Smartphone-Sized Cardiac Monitor Receives FDA 510(k) Clearance

MEDICALgorithmics and its US subsidiary Medi-Lynx Cardiac Monitoring LLC, have announced that the US Food and Drug Administration (FDA) has granted 510(k) clearance for the PocketECG Cardiac Rehabilitation System (CRS). The mobile cardiac rehabilitation system is designed to provide ECG monitoring and automatically detects arrhythmia during rehabilitation exercises.

"PocketECG CRS was built on our PocketECG arrhythmia monitoring solution platform, and includes new software and enhancements specifically designed for use during all phases of the cardiac rehabilitation process—from early mobilization during hospitalization to post-discharge and ongoing maintenance," said Marek Dziubinski, PhD, CEO of MEDICALgorithmics, in a statement.

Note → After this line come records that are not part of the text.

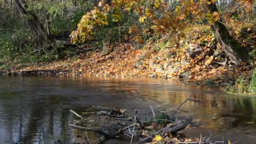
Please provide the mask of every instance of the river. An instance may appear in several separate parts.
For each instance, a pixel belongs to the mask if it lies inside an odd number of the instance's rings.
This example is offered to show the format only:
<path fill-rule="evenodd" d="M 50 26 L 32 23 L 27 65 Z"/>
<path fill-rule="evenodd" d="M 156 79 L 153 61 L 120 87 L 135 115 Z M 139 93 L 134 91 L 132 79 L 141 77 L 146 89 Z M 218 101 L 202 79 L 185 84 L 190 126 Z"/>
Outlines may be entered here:
<path fill-rule="evenodd" d="M 69 110 L 82 112 L 99 105 L 128 114 L 136 109 L 140 117 L 149 117 L 150 105 L 156 112 L 171 111 L 196 88 L 148 78 L 2 77 L 0 83 L 0 144 L 73 142 L 76 131 L 67 126 L 77 117 Z M 188 101 L 178 113 L 193 118 L 195 128 L 184 132 L 186 136 L 211 135 L 225 143 L 255 143 L 256 97 L 202 87 L 193 98 L 203 103 Z"/>

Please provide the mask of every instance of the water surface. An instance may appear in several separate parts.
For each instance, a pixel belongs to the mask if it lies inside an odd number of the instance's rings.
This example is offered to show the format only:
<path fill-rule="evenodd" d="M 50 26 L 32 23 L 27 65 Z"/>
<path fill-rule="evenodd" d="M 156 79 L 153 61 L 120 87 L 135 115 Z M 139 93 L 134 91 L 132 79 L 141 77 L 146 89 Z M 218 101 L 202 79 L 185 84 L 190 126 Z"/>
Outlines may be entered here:
<path fill-rule="evenodd" d="M 67 126 L 77 117 L 70 109 L 81 112 L 100 105 L 125 109 L 128 114 L 136 109 L 140 117 L 149 117 L 150 105 L 157 112 L 171 111 L 196 88 L 148 78 L 3 77 L 0 82 L 0 144 L 73 142 L 76 132 Z M 188 101 L 179 113 L 193 117 L 196 127 L 184 132 L 186 136 L 220 134 L 214 140 L 256 141 L 256 97 L 205 87 L 193 98 L 203 103 Z M 106 142 L 115 143 L 120 141 Z"/>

The PocketECG Cardiac Rehabilitation System transmits a full ECG signal of each heartbeat during rehabilitation to monitor heart rhythm and heart rate in real-time. It automatically detects abnormalities and arrhythmia. Data are transmitted via mobile network to a secure clinician portal and to a cardiac monitoring center, providing constant monitoring, evaluation, and urgent notifications.

The device additionally incorporates an accelerometer that allows clinicians to observe the impact of physical activity on heart rate.

The Pocket ECG CRS is smartphone-sized—small enough to be unobtrusive during cardiac rehabilitation or medically supervised exercise following acute myocardial infarction, chronic stable angina, coronary artery bypass grafting, percutaneous coronary intervention, cardiac valve surgery, stable, chronic heart failure, or cardiac transplantation.

"We are thrilled to now introduce PocketECG CRS to patients and clinicians in the US, providing a valuable monitoring tool with the potential to improve the effectiveness of cardiac rehabilitation training," said Dziubinski.

The PocketECG is currently approved for use in low- and high-risk patients in the European Union and in the US.